Calathea Plant Care Instructions
✦ Calatheas need indirect and moderate light. Choose a bright but shaded spot within a warm room. The plant would grow well if you place it near an east or a west window with curtain (or shade from a tree). You may place it in your bathroom, if it is bright.

✦ It cannot withstand sudden changes in temperature, and hot and cold drafts. So do not keep it in front of a heater, an air conditioning vent, or a leaky window.

✦ Add peat-based potting mix (2 parts peat and 1 part perlite) to the pot. The quality of the planting mix ensures good health of the plant.

✦ Once you leave the nursery, see to it that plant roots do not dry out or get damaged before you place the plant into the pot filled with soil.

✦ The soil should hold moisture. It should be well-drained too. Otherwise, the roots would rot.

✦ As explained above, calatheas grow well if the room temperature is between 60-70°F. As the temperature of the room increases, humidity should also be increased. Mist the leaves frequently. You can place a humidifier near the plant or you can place the plant on a tray filled with pebbles. Keep adding water to the pebbles. This will help maintain the humidity around the plant's roots.

✦ See to it that the potting mix is moist. Water the plant regularly during the growing season. Avoid warm or cold water, use water at room temperature. This would help prevent 'shocking' the root system.

✦ Spring is the best season for repotting the calathea plant. As the roots and the plant grow vigorously, you should transfer the plant to a larger pot, after one or two years. Although it is not easy, you can divide the plant when repotting. Place the newly plotted plants in warm environment. Mist and water them regularly until the roots are established.

✦ To ensure proper growth of the plant, feed the plant with a good liquid fertilizer every 15 days, from April to October.

✦ Regular pruning and timely removal of brown leaves can help maintain the height of the plant.
Potential Problems
Leaves curling and spots on leaves
This indicates that the plant is not getting enough water. Water it and mist it regularly. It loves moisture.

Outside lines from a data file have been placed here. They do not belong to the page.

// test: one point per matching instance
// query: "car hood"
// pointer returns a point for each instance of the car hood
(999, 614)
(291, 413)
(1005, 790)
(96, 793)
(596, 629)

Brown edges along the leaves
The plant cannot tolerate dry air. It needs humid environment. Lack of moisture results in dryness of the leaves. Moreover, calatheas can be sensitive to fluoride that is commonly found in tap water. So, the leaf tips and edges may turn brown. You can use distilled water or collect rainwater for the plant. A small amount of lime, when added to the planting medium, makes the fluoride more water-soluble.

Leaves turning brown
If you cannot maintain the required humidity, not only the leaf tips and edges but whole leaves would turn brown. The plant would not look attractive if the leaves dry and fall off. Regular misting and watering can help prevent calathea plant leaves from turning yellow or brown.

Limp stems
Over-watering or cold weather can lead to rotten and limp stems. During winter, the plant should not be watered every day. These plants require consistency in their care.

Faded leaves
Exposure to direct sunlight can burn the leaves or it can affect the color of the leaves seriously. It would make them less attractive.

Leaf-eating caterpillars
Caterpillars of the butterfly named 'Purple Owl' (Caligo beltrao) feed on C. Zebrina.

Attack by pests
Spider mites, scale, mealy bugs, and aphids can affect the health of your plant, especially if the plant is grown in arid conditions. Regular inspection and spraying is essential to avoid diseases. High humidity is essential for the plant, but it also promotes bacterial and fungal growth. Water the plant when the uppermost layer of the soil (an inch below the surface) is dry.
In its native range, for example, in some parts of Brazil, the large and tough calathea leaves are used for wrapping fish for transport. In Colombia, Nukak people make containers for the darts, from these leaves. In some villages of Thailand, attractive rice containers are produced from these leaves. They are sold to locals as well as tourists. Thus, these plants not only enhance the beauty of your home but also are useful in various ways. Some calathea flowers can add a heavenly ambiance to their surroundings. For a cozier and a more relaxing ambiance, you can always choose to keep this plant indoors.